Python 将类别嵌套列表放入数据框架中

Python 将类别嵌套列表放入数据框架中,python,pandas,Python,Pandas,我有三个级别的分类数据,我需要将它们转换成一个数据框架,在上面的类别上有重复的标签。我有以下“主要”、“次要”和“第三级”的列表: main_labels = ['Certain infectious and parasitic diseases','Neoplasms'] main_icds = ['A00-B99','C00-D49'] sub_labels = ['Intestinal infectious diseases','Tuberculosis','Malignant neopl

我有三个级别的分类数据,我需要将它们转换成一个数据框架,在上面的类别上有重复的标签。我有以下“主要”、“次要”和“第三级”的列表:

main_labels = ['Certain infectious and parasitic diseases','Neoplasms']
main_icds = ['A00-B99','C00-D49']
sub_labels = ['Intestinal infectious diseases','Tuberculosis','Malignant neoplasms of lip, oral cavity and pharynx','Malignant neoplasms of digestive organs']
sub_icds = ['A00-A09','A15-A19','C00-C14','C15-C26']
ter_labels = ['Cholera','Typhoid and paratyphoid fevers','Respiratory tuberculosis','Tuberculosis of nervous system','Malignant neoplasm of lip','Malignant neoplasm of base of tongue','Malignant neoplasm of esophagus','Malignant neoplasm of stomach']
ter_icds = ['A00','A01','A15','A17','C00','C01','C15','C16']
出于说明和示例目的,我需要它们在熊猫数据框中的外观如下所示。如果我能做到这一点,我可以添加标签值


看起来很容易,但我被难倒了。非常感谢您的帮助。我试图搜索历史帖子,但在找到合适的关键词以接近我要做的事情时遇到了困难。谢谢

我认为最好的方法是从三元分类开始,然后找到它的子分类和主分类。python允许在字母数字字符串上使用不等式,因此这应该非常健壮

import pandas as pd

main_icds = ['A00-B99','C00-D49']
sub_icds = ['A00-A09','A15-A19','C00-C14','C15-C26']
ter_icds = ['A00','A01','A15','A17','C00','C01','C15','C16']

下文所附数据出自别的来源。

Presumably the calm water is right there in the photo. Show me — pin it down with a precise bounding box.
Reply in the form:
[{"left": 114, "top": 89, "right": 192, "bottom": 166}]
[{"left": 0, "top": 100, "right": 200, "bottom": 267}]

#split on '-' to get bounds for each category
subs = [sub.split('-') for sub in sub_icds]
mains = [main.split('-') for main in main_icds]

df = pd.DataFrame({'ter_icd':ter_icds})
df['sub_icd'] = [sub_icd for ter in ter_icds 
                     for sub_icd,sub in zip(sub_icds,subs) 
                         if (ter >= sub[0]) & (ter <= sub[1])]
df['main_icd'] = [main_icd for ter in ter_icds 
                      for main_icd,main in zip(main_icds,mains)
                          if (ter >= main[0]) & (ter <= main[1])]
将熊猫作为pd导入
主要ICD=['A00-B99','C00-D49']
sub_icds=['A00-A09'、'A15-A19'、'C00-C14'、'C15-C26']
ter_icds=['A00'、'A01'、'A15'、'A17'、'C00'、'C01'、'C15'、'C16']
#在“-”上拆分以获取每个类别的边界
sub=[sub ICD中sub的sub.split('-')]
干管=[干管中的干管拆分('-')]
df=pd.DataFrame({'teru-icd':teru-icds})
df['sub_icd']=[ter-in-ter_icd的sub_icd
对于sub_icd,zip中的sub_icd(sub_icd,sub)

如果(ter>=sub[0])&(ter=main[0])&(ter非常好!!谢谢!!